After doing a lot of reading I have decided to get a ecosystem 2410 sump that uses miracle mud for filtration. However due to the cost of it I'd like to build my own to mimic the 2410. Anyone have a good recommendation for articles on working with acrylic, etc. Anyone on here mimic build a ecosystem sump? Thanks!

Joe


----------



## coralbandit (Jul 29, 2012)

Lots of cheaper acrylic sumps available;
Refugium Sump: Fish & Aquariums | eBay
you could easily use some of these as is or only have to modify as you choose.
Here's a fair design;
DIY Acrylic Sump - Beananimal's Bar and Grill
and these guys always have good info;
Melevsreef.com | Acrylic Sumps & Refugiums
I built my last one for my 120gFOWLR.It is still running just fine.
http://www.aquariumforum.com/f37/simple-diy-sump-filter-42406.html


----------



## Thepokerkid227 (Dec 27, 2013)

What's a good size sump/refugium for a 40G breeder?


----------



## coralbandit (Jul 29, 2012)

I like the new DC pumps.
jebao pump parts - BuyCheapr.com
The jeboa comes in 3 sizes each having 6 digitally controlled speeds.
Depends what size DT the sump is going on


----------



## coralbandit (Jul 29, 2012)

Thepokerkid227 said:


> What's a good size sump/refugium for a 40G breeder?

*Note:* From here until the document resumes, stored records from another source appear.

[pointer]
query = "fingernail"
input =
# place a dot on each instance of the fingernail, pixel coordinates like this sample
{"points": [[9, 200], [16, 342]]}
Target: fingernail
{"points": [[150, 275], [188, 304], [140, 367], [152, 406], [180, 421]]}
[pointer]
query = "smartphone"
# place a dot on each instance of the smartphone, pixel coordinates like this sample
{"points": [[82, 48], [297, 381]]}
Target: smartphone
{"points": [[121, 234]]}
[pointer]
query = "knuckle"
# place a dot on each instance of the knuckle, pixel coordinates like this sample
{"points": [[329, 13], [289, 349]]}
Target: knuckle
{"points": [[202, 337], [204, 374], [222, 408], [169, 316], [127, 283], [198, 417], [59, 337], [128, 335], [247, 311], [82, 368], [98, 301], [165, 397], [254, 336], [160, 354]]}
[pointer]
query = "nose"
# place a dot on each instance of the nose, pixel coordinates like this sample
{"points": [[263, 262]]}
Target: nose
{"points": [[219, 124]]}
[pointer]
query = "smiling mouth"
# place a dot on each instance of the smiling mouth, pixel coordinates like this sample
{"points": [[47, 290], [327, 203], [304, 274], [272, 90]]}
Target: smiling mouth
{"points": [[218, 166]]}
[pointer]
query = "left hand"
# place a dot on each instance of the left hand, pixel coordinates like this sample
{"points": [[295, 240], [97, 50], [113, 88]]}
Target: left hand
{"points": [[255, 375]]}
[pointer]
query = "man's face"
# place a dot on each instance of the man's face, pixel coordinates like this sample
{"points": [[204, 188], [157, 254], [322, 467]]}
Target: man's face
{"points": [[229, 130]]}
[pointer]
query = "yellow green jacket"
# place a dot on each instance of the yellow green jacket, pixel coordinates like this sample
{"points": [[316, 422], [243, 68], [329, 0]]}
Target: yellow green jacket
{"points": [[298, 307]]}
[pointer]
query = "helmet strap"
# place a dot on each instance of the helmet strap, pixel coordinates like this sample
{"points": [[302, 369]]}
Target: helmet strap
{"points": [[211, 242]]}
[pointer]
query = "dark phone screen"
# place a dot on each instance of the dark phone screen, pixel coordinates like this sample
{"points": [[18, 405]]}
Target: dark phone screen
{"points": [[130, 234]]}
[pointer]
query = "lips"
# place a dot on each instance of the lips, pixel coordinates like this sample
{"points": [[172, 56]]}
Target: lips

I would try to fit the largest sump you can in stand.If you can fit another 40B under that would be great.If that won't fit then the next large tank that is smaller is a 29g(30x12 footprint).
My 29 reef has a 29g tank for main sump.It holds(runs best for me)10-14 gallons.I try to keep it pretty full in the best range 14g.


----------



## GotterdammerunG (Jan 3, 2014)

Joey (KingOfDIY) on Youtube has a TON of videos about working with acrylic. I've personally referenced his videos for a few projects now. Some of his older video's are a bit long (~20min), but he does tend to cover every significant detail. Definitely worth checking out. 

https://www.youtube.com/user/uarujoey/search?query=acrylic

OH! I should mention that I JUST finished building a sump myself. Fighting costs also, I used corrugated plastic instead of acrylic. It may not be pretty, but... actually, as a matter of fact, it looks just fine thank you very much! It's also a lot simpler to work with: $4 X-ACTO blade and a $5 tube of Home Depot GE I silicone. Consider the $10 per 4' x 2' sheet of plastic and the practically free sump tank, and I just couldn't justify buying new, or even using acrylic. Also, using an opaque sump divider will probably help retain light in the intended compartment of your sump too!


----------



## hotwingz (Mar 3, 2013)

I recently built my first sump and am very happy with it. I used a 20L and only out a few pieces of glass in it for chambers. Works beautifully!


----------



## SantaMonica (Sep 18, 2008)

Wow the corragated idea is great


----------